Outubro Rosa: médica denuncia relação entre agrotóxicos e câncer de mama

As campanhas de prevenção ao câncer de mama, que formam o chamado “Outubro Rosa”, acontecem em todo o mundo desde a virada do mês. Para pesquisadores da área da saúde, no entanto, elas deveriam abranger mais do que o estímulo à realização da mamografia, envolvendo também a denúncia das causas de câncer de mama. Entre elas, a relação entre o consumo e exposição aos agrotóxicos.

Segundo a médica Ada Cristina Pontes Aguiar, professora da Faculdade de Medicina da Universidade Federal do Cariri (UFCA), o papel dos agrotóxicos como agentes causadores de câncer é bastante reconhecido na literatura científica.

“Existe um reconhecimento na literatura científica de que os agrotóxicos são agentes causadores de câncer, causando tanto mutações nos genes e cromossomos, quanto intensificando o processo de multiplicação das células e formação de tumores. Então, podem até não ser o agente causador inicial, porque o câncer é uma doença multifatorial, depende de alimentação genética. Mas os agrotóxicos podem atuar também como mediadores e facilitadores desse processo”, disse.

Uma série de pesquisas científicas nacionais e internacionais já relacionaram os agrotóxicos à indução ou proliferação de diferentes tipos de câncer. O estudo mais recente, que trata especificamente do câncer de mama, foi desenvolvido no Rio Grande do Sul e publicado na Revista Brasileira de Pesquisa em Saúde no primeiro semestre deste ano.

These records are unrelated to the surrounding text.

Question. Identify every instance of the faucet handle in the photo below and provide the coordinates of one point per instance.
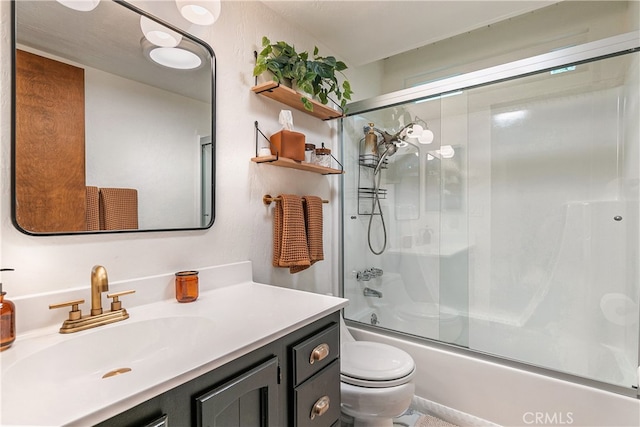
(75, 312)
(116, 304)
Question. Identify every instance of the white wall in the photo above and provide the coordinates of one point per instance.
(142, 137)
(243, 225)
(563, 24)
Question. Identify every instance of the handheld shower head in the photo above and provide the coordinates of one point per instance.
(390, 150)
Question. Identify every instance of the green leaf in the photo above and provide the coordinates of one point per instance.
(307, 104)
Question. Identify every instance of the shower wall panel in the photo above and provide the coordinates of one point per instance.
(525, 243)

Com base em 16 dos principais estudos clínicos a respeito do tema, o artigo apresenta evidências do aumento da incidência do câncer de mama em mulheres que tiveram contato com agrotóxicos agrícolas organoclorados e organofosforados, e indica a necessidade da criação de políticas de fiscalização e cuidados para a saúde dos agricultores.

Segundo a médica, no entanto, a indústria de agrotóxicos tenta invisibilizar os agravos consequentes da exposição dos agrotóxicos, principalmente os crônicos, uma vez que é difícil comprovar a relação entre os produtos e as doenças que se manifestam depois de um período de tempo após a exposição. Além disso, ela destacou que a maior parte dos estudos são elaborados pelas próprias empresas que fabricam os agrotóxicos.

“[Os estudos] são feitos em laboratórios com ratos, avaliados em condições ideais de temperatura e pressão. Esses resultados são extrapolados para os seres humanos. Daí, decorre uma série de problemas, porque os organismos humanos são muito mais complexos do que desses animais e porque também se avalia o ingrediente ativo dos agrotóxicos de forma isolada, um por um, mas a realidade brasileira mostra que a grande maioria da população está exposta a uma calda tóxica, a uma mistura de vários ingredientes ativos. Por se tornar uma problemática muito complexa e desafiadora, a indústria diz que como não tem como se comprovar, não podemos afirmar que há relação. Mas o contrário deveria ser verdadeiro, se não podemos afirmar, deveríamos partir do pressuposto de que causa, e que deveria ser evitada a exposição a produtos extremamente tóxicos como os agrotóxicos”, afirmou.

A médica destacou ainda que considera a política de campanhas do Outubro Rosa “reducionista”, por se concentrar principalmente na divulgação da necessidade de realização do exame da mamografia, em vez de se ampliar para métodos de prevenção e denúncias de agentes causadores.

“Isso deveria ser feito de forma muito mais ampliada, e não simplesmente estimulando de forma desenfreada mulheres a realizarem mamografias, muitas vezes sem indicação adequada. Sem dúvida, é muito estratégico e importante que a gente alerte as mulheres aos riscos de exposição ambiental e ocupacional a produtos nocivos à saúde como agrotóxicos, porque eles estão relacionados a problemas diversos também”, apontou.

O Instituto Nacional do Câncer (INCA) já se posicionou inúmeras vezes por uma maior fiscalização da venda e uso de agrotóxicos. Em maio deste ano, durante o processo de discussão do Projeto de Lei 6.299/02 (PL do Veneno), que visa flexiblizar o Marco Legal dos Agrotóxicos, o Instituto se posicionou em defesa da atual legislação. O PL segue em trâmite e aguarda para ser votado na Câmara dos Deputados.

“Para o INCA, tal modificação colocará em risco trabalhadores da agricultura, residentes em áreas rurais ou consumidores de água ou alimentos contaminados, pois levará à possível liberação de agrotóxicos responsáveis por causar doenças crônicas extremamente graves e que revelam características mutagênicas e carcinogênicas”, afirmou o Instituto, em nota.